Africa Moyo Business Reporter
NETONE, the country’s second-largest mobile telecommunications operator, reported revenues for the year ending December 31, 2016 rose the most in five years to $115 million, from $114 million a year earlier as its bundled package, OneFusion, spurred growth.
Losses, however, widened to $2,7 million from $2,6 million a year ago weighed by high operating costs and legacy debts. When compared to 2011, the losses have narrowed to $7,72 million.
Gross profit — which measures a company’s top line, less the costs associated with providing the service — however rose to $83 million from $77 million in the review period.
NetOne is spending more than $400 000 per month on diesel for power stations, some of which are not on the grid.
Interest on legacy debts and repayment on loans to China Eximbank, penalties and depreciation of capital equipment is also heavily weighing on its balance sheet.
The State-owned enterprise is also laden with statutory fines from the Zimbabwe Revenue Authority (Zimra) and the State Procurement Board (SPB).

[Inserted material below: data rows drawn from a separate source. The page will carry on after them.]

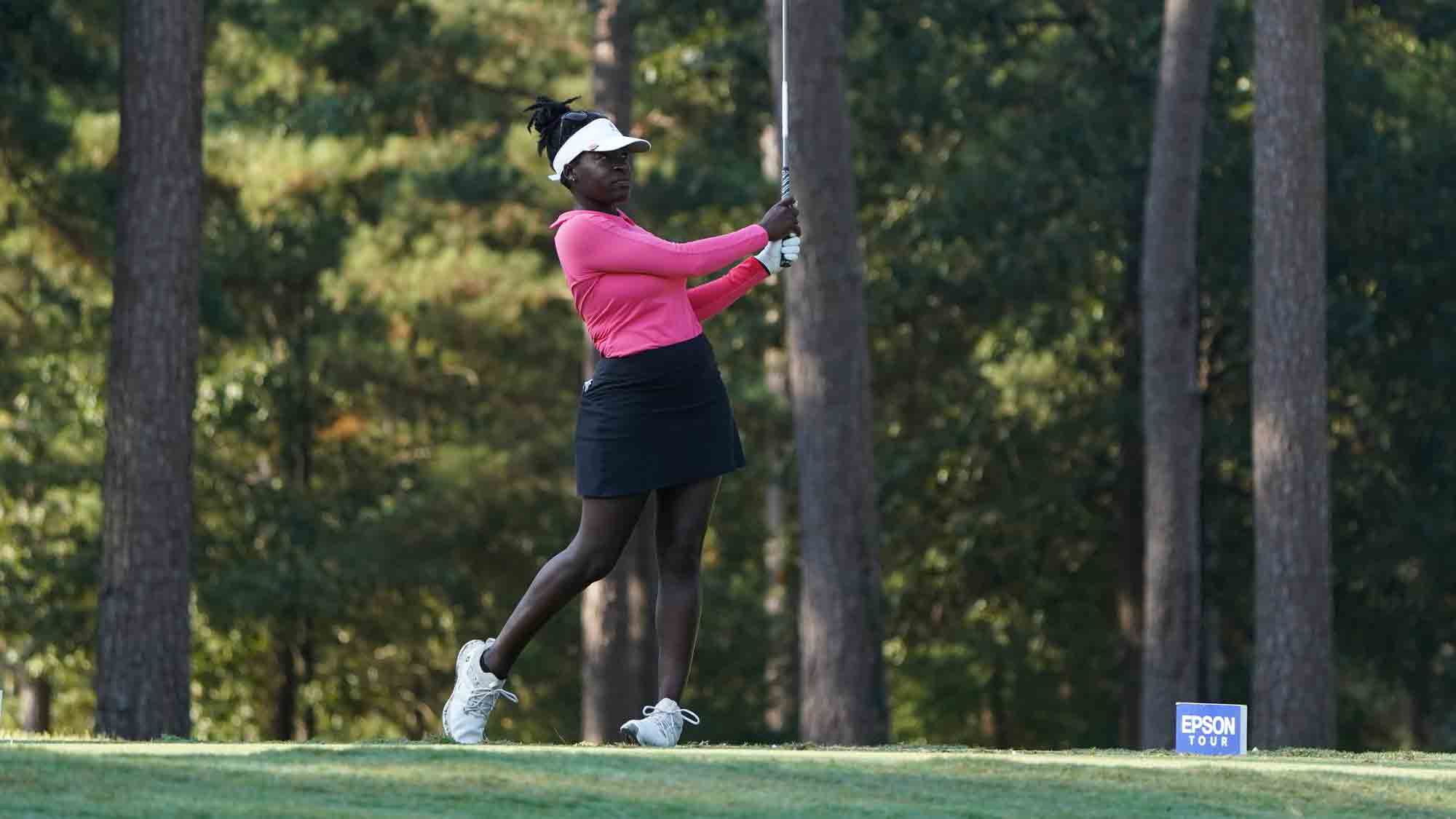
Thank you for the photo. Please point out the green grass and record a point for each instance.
(79, 778)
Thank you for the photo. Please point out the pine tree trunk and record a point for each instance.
(842, 697)
(1173, 411)
(36, 703)
(143, 621)
(1294, 697)
(1129, 596)
(618, 628)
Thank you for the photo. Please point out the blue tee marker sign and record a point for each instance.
(1212, 729)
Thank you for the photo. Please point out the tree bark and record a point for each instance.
(618, 630)
(36, 703)
(145, 627)
(1129, 595)
(1173, 411)
(842, 697)
(1294, 697)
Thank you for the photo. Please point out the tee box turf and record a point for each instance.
(1212, 729)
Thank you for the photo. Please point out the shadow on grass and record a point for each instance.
(506, 780)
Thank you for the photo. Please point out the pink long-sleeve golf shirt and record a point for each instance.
(631, 288)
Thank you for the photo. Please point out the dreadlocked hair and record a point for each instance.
(548, 122)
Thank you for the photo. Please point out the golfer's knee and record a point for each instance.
(682, 557)
(596, 561)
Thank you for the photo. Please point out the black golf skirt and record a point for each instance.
(656, 419)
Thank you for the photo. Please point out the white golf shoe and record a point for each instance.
(660, 726)
(474, 695)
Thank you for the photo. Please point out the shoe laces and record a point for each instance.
(483, 701)
(665, 716)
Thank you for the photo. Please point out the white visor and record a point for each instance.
(601, 136)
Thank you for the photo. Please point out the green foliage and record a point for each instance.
(391, 360)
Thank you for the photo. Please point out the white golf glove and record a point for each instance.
(780, 254)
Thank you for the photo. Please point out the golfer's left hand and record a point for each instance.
(780, 254)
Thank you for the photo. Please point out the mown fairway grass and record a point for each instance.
(75, 778)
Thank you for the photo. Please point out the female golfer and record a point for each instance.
(654, 417)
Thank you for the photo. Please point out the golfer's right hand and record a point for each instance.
(783, 219)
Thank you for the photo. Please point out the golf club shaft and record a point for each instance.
(784, 97)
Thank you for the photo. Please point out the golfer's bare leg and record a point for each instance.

Chief executive officer Mr Brian Mutandiro indicated last week that NetOne is the only mobile operator to register revenue growth last year. “Notably, all the other operators recorded revenue decline of varying magnitudes, according to Potraz’s report of 2016,” he said.
“This revenue performance was a direct result of a number of initiatives put in place by management to drive business growth, mainly the offering of customer-centric products, broadening the product and service offering and realigning of existing products whilst driving subscriber acquisition.”
The local telecommunications sector recorded an overall 21 percent revenue decline to $1,1 billion last year from US$1,4 billion in 2015. Over-the-top (OTT) platforms such as WhatsApp and Twitter are chewing into revenues for the sector.
But NetOne’s bundled bouquet, which includes social media, voice and SMS packages, managed to attract many subscribers. Last year, the operator gained 600 000 additional subscribers.
Conversely, its competitors Telecel and Econet Wireless Zimbabwe lost 100 000 and 300 000 subscribers, respectively. NetOne plans to leverage on its growing subscriber base and product portfolio, buoyed by the $218 million investment into network expansion.
Mr Mutandiro said: “We are ready to seize opportunities to expand our business as the fastest growing mobile network operator in Zimbabwe.” It is believed plans are underway new and innovative services such as in mobile financial services and managing the business in a cost effective way.